Maybe that’s what I should do? I’m already tired of searching for the truth. No one knows it.

Believers say that God knows it. Even if I believed in God I wouldn’t take that for granted. The creator of the universe, the most powerful being in it, couldn’t be interested in a poker game dealt by piddling little people, or in some truth of theirs. He wouldn’t have either the time or the desire for it. He’d be worried about entirely different things: the collision of galaxies or the birth of stars. I’m certainly not anyone’s creator, nor am I particularly powerful, but individual people concern me less and less, even my former friends. Then why should God himself be concerned about them?

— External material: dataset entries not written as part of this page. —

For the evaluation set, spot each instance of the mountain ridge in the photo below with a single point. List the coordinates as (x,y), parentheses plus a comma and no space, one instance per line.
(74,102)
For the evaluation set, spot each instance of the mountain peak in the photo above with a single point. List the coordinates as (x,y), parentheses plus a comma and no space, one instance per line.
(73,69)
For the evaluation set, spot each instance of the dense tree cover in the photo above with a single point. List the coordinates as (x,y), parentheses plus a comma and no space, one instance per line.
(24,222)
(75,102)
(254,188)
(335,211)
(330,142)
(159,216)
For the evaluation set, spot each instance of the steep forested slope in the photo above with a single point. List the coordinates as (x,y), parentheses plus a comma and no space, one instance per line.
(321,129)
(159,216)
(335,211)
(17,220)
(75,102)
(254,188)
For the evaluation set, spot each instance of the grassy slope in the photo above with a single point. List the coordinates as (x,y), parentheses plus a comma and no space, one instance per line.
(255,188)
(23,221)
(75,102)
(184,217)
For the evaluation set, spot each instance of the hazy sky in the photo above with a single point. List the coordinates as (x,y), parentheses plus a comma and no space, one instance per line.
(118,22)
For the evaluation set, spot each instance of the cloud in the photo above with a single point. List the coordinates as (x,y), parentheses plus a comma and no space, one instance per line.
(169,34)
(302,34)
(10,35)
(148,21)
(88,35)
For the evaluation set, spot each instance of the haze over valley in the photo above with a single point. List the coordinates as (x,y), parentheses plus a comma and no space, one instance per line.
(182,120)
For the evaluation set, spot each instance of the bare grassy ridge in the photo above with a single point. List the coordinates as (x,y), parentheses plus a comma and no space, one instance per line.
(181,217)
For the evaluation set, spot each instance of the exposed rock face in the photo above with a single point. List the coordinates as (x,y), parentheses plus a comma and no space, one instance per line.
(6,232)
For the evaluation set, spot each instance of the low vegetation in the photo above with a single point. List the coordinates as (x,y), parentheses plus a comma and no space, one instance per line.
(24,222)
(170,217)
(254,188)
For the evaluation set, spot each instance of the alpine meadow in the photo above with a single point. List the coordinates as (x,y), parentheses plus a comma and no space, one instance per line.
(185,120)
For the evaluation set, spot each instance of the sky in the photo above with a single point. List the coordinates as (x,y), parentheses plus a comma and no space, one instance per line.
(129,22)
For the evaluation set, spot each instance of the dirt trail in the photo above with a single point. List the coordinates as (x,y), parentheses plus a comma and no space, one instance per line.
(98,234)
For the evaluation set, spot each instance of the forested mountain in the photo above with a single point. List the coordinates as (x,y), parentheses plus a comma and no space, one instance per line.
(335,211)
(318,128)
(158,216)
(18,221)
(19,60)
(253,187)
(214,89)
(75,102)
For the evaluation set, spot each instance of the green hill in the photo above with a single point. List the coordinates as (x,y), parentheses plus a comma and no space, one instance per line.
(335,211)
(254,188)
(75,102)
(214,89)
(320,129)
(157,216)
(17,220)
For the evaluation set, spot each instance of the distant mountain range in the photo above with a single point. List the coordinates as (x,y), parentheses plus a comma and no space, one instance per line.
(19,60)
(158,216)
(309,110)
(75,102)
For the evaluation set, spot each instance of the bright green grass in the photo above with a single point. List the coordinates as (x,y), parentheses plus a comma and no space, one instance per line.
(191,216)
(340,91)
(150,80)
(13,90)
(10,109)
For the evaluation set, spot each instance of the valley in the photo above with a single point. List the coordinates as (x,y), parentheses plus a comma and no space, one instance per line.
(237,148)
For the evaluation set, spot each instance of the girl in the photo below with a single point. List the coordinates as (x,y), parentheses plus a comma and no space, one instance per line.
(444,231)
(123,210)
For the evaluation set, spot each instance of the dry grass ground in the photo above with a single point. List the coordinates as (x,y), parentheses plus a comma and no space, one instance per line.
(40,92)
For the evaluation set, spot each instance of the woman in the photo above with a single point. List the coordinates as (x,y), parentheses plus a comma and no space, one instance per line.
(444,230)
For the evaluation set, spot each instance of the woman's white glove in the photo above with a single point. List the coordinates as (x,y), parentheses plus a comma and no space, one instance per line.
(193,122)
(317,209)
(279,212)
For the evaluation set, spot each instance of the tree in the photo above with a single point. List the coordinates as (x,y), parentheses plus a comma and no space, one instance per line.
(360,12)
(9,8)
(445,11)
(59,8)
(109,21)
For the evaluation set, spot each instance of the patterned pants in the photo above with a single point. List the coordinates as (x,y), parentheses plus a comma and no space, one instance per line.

So, who knows the real truth?

I suppose no one does. It’s dangerous to positively assert anything about a human. A human is significantly larger than any proposition. Maybe it would be more appropriate to speak of them only in negatives? Lolita Banytė-Žilienė’s father was not a shoemaker. She was not bald, she wasn’t lame, she was never a boy. You could go on this way indefinitely. But there won’t be any real answers anyway, because only Nobody knows.